Pengendalian terhadap validitas ekologis meliputi:
a) Pengaruh perlakuan ganda, dikontrol dengan menawarkan perlakuan yang sama atau hanya dengan memberi satu perlakuan kepada masing-masing kelompok subyek;
b) Pelaksana dan subyek yang mengetahui status mereka dalam eksperimen (hawthome effect); dikontrol dengan tidak memberitahukan keterlibatan pelaksana dan subyek dalam eksperimen dan/atau pelaksanaan eksperimen diubahsuaikan dengan kondisi yang sebenamya,
c) Pengaruh ciri khas pelaksana eksperimen dikendalikan dengan memakai pelaksana yang sama atau yang memiliki kemampuan yang setara sebagai pelaksana eksperimen, baik pada kelompok eksperimen, ataupun pada kelompok kontrol;
d) Pengaruh tes awal dikendalikan dengan cara menawarkan tes awal yang sama antara Kelompok eksperimen dan kelompok kontrol dan/atau jikalau memungkinkan tidak menawarkan tes awal,
e) Pengaruh ujian simpulan dikendalikan dengan memakai instrumen, yang benar-benar mewakili materi didik dan ujian itu sendiri dilaksanakan sesegera mungkin setelah menberikan perlakuan.
Untuk memastikan bahwa penelitian menghasilkan laporan yang valid, maka keseluruhan bahaya validitas di atas harus dikendalikan oleh peneliti.
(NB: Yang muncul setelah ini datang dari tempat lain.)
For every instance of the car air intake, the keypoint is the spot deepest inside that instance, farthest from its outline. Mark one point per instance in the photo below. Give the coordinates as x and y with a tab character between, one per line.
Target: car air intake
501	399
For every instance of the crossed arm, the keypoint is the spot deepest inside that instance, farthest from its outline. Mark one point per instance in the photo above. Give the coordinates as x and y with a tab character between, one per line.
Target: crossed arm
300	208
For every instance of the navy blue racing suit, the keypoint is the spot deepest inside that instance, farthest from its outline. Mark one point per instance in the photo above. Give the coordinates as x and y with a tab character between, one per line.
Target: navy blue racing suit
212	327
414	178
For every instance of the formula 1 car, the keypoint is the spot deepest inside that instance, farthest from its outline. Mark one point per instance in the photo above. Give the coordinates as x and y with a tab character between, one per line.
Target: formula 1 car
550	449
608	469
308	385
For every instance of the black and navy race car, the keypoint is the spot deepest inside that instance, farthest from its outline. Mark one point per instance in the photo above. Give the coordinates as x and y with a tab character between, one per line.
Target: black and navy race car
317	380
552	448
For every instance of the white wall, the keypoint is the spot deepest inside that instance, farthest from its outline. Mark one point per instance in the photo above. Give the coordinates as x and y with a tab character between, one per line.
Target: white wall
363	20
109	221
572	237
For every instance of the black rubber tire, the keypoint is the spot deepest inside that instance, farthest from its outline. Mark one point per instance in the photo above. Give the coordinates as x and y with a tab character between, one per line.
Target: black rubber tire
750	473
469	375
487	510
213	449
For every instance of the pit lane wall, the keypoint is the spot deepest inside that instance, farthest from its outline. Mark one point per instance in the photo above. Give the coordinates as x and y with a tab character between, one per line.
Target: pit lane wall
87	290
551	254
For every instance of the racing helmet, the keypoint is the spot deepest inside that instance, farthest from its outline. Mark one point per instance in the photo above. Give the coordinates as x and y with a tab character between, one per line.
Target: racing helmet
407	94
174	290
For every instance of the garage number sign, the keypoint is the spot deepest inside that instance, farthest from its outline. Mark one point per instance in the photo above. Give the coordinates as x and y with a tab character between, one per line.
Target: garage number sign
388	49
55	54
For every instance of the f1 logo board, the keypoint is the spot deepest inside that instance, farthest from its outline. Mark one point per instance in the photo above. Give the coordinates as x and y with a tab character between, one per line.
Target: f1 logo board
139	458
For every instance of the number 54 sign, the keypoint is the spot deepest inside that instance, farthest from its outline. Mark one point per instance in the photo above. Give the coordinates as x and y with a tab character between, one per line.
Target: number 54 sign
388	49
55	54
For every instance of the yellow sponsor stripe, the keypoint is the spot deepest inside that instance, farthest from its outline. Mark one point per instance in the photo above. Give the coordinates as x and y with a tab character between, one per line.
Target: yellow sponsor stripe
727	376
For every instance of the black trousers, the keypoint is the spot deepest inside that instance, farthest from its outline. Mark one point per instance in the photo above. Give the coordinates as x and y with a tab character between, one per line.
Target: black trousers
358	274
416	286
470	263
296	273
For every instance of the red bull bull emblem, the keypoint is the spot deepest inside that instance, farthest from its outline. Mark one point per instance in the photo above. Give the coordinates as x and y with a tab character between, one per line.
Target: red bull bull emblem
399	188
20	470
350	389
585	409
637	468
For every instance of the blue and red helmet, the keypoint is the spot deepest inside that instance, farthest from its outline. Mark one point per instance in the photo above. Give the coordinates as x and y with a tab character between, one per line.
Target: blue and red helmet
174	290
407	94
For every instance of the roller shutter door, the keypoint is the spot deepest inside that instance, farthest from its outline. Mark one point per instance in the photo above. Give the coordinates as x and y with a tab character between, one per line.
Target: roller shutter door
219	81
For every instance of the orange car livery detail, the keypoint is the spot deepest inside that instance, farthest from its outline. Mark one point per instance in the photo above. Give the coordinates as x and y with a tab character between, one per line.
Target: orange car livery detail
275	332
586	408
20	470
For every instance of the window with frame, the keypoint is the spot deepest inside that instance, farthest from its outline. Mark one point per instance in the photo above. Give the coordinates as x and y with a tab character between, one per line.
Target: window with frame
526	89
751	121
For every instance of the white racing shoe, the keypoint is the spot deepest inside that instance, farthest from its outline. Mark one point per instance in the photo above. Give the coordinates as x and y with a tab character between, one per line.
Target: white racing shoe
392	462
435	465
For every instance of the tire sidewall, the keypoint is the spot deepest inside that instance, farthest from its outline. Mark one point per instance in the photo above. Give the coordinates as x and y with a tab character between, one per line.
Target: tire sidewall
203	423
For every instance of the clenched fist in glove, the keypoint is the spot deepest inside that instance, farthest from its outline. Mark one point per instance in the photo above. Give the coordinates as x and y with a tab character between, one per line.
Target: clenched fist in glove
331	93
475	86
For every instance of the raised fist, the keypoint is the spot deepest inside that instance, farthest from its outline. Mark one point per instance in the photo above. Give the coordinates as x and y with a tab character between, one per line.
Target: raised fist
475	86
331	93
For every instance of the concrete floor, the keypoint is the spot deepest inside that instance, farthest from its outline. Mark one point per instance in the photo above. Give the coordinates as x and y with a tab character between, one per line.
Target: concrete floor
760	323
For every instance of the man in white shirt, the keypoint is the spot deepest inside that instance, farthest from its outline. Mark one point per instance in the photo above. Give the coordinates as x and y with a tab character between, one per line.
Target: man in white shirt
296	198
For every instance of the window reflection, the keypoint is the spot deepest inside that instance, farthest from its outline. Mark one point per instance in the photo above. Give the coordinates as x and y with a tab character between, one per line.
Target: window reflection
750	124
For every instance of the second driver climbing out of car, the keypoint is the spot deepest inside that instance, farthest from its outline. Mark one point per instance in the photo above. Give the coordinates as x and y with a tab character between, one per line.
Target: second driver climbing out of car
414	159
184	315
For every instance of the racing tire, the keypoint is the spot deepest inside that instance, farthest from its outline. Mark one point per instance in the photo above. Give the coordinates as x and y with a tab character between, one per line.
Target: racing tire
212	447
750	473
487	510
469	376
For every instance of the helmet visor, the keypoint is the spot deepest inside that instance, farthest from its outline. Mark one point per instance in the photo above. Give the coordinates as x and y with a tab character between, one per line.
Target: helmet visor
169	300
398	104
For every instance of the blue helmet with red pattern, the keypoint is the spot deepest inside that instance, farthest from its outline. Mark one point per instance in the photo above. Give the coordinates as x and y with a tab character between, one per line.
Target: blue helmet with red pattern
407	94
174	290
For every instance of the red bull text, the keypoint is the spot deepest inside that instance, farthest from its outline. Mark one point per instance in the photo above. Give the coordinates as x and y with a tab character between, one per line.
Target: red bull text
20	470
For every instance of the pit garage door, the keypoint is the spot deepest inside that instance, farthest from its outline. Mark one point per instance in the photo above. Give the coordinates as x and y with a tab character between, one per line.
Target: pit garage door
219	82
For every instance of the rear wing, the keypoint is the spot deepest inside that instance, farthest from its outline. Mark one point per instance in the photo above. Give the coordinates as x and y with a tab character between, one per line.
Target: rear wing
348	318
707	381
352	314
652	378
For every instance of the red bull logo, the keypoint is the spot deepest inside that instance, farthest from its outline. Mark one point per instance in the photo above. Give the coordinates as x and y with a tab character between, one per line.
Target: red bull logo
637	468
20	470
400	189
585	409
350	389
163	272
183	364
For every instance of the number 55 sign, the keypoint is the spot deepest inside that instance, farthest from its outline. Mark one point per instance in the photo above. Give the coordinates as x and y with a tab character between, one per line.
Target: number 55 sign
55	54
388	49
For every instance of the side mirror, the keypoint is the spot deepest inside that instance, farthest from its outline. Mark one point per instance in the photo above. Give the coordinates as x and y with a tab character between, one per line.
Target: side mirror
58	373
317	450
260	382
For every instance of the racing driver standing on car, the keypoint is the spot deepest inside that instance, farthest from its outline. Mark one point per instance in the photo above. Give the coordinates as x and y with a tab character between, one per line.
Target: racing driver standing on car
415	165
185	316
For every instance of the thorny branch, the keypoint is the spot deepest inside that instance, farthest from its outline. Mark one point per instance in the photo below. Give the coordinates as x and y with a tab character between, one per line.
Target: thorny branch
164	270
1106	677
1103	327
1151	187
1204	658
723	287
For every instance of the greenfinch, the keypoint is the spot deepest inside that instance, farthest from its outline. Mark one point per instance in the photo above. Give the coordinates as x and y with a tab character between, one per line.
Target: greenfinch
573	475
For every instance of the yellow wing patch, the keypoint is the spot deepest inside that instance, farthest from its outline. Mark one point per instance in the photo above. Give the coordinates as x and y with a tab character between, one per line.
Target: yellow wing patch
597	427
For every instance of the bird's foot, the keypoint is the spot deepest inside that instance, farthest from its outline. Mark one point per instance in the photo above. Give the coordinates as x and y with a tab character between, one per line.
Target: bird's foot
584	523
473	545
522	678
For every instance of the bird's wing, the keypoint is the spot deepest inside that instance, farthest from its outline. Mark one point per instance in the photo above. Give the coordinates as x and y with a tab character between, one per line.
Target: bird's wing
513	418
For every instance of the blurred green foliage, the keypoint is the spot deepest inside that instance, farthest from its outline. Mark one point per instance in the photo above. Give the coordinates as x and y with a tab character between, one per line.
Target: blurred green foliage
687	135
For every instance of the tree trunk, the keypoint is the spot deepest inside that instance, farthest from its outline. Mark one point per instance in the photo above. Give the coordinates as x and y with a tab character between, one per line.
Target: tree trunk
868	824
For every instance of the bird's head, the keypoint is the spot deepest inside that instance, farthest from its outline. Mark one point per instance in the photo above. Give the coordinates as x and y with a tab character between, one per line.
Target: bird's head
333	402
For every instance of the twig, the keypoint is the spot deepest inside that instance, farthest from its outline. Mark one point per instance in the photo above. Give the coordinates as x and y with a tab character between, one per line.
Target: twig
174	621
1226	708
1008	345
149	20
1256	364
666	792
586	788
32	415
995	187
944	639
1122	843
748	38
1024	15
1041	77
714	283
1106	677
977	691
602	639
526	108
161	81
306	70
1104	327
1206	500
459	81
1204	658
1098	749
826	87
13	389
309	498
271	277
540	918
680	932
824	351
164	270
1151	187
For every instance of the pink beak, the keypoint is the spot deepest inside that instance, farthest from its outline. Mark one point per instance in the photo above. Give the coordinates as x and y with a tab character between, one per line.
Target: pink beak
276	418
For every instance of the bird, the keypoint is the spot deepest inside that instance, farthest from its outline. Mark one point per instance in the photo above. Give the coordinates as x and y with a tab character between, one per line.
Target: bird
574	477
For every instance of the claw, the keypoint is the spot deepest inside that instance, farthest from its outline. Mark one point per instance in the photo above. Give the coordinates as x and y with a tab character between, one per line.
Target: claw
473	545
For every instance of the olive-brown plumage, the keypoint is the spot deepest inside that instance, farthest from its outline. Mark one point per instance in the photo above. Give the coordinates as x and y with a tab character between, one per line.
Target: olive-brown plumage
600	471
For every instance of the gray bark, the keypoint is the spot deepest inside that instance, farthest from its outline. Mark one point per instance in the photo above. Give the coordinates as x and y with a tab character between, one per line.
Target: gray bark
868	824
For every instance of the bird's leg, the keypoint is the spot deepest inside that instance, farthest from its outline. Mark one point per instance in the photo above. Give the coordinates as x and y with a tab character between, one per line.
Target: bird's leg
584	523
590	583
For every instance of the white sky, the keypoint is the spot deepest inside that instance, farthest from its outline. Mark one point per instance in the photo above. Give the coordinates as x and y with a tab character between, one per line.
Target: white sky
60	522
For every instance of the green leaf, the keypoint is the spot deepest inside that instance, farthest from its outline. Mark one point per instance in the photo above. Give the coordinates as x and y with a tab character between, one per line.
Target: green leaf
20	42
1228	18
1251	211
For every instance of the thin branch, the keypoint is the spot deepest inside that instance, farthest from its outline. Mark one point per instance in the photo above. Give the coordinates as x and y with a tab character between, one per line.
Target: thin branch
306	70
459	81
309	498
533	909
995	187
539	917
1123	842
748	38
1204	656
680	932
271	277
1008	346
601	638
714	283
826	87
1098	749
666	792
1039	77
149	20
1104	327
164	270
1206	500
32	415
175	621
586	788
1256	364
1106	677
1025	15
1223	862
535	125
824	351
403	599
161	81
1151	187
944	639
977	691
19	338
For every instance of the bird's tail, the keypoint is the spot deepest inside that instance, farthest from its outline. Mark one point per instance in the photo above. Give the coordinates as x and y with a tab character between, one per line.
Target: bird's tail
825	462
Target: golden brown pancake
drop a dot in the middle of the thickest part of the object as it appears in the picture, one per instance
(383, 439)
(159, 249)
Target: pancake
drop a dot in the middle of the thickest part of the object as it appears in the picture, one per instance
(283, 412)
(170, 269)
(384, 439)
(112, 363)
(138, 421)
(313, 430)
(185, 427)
Teknik yang dilakukan sangat beragam, tergantung kebutuhan dan jenis ancaman yang muncul. Bila ancaman-ancaman ini diabaikan, sangat mungkin hasil penelitian tidak valid dan tidak memberikan kesimpulan yang berarti.
Bahan bacaan :
Alsa, Asmadi. (2004) Pendekatan Kuantitatif Kualitatif dalam Penelitian Psikologi. Yogyakarta: Pustaka Pelajar.
Ary, D., Jacob, L.C. and Razavieh, A. (1985). Introduction to Research in Education. 3rd Edition. New York: Holt, Rinehart and Winston
.
Fred N. Kerlinger. Asas-Asas Penelitian Behavioral. Yogyakarta: Gajah Mada University Press.
Gay, L.R. (1983). Educational Research Competencies for Analsis & Application. 2nd Edition. Ohio: A Bell & Howell Company.
Hadi, Sutrisno. (1985) Metodologi Research Jilid 4. Yogyakarta: Yayasan Penerbit Fakultas Psikologi UGM.
Latipun. (2002) Psikologi Eksperimen. Malang: UMM Press.
Pascasarjana UNTIRTA. 2012. Buku Pedoman Penulisan Tesis. Serang: Pascasajana Universitas Sultan Ageng Tirtayasa.
Ross, S.M., & Morrison, G.R. (2003). Experimental Research Methods. Ln D. Jonassen (Ed.) Handbook of Research for Educational Communications and Technology. (2nd Ed.). (pp 1021-1043). Mahwah Nj: Lawrence Erlbaum Associates.
Sugiyono. (2011). Metode Penelitian Kuantitatif Kualitatif dan R&D. Bandung: Alfabeta.
Sukardi. (2011). Metodologi Penelitian Pendidikan Kompetensi dan Praktiknya Jakarta: PT Bumi Aksara.
Suryabrata, Sumadi. (2011). Metode Penelitian. Jakarta: PT RajaGravindo Persada.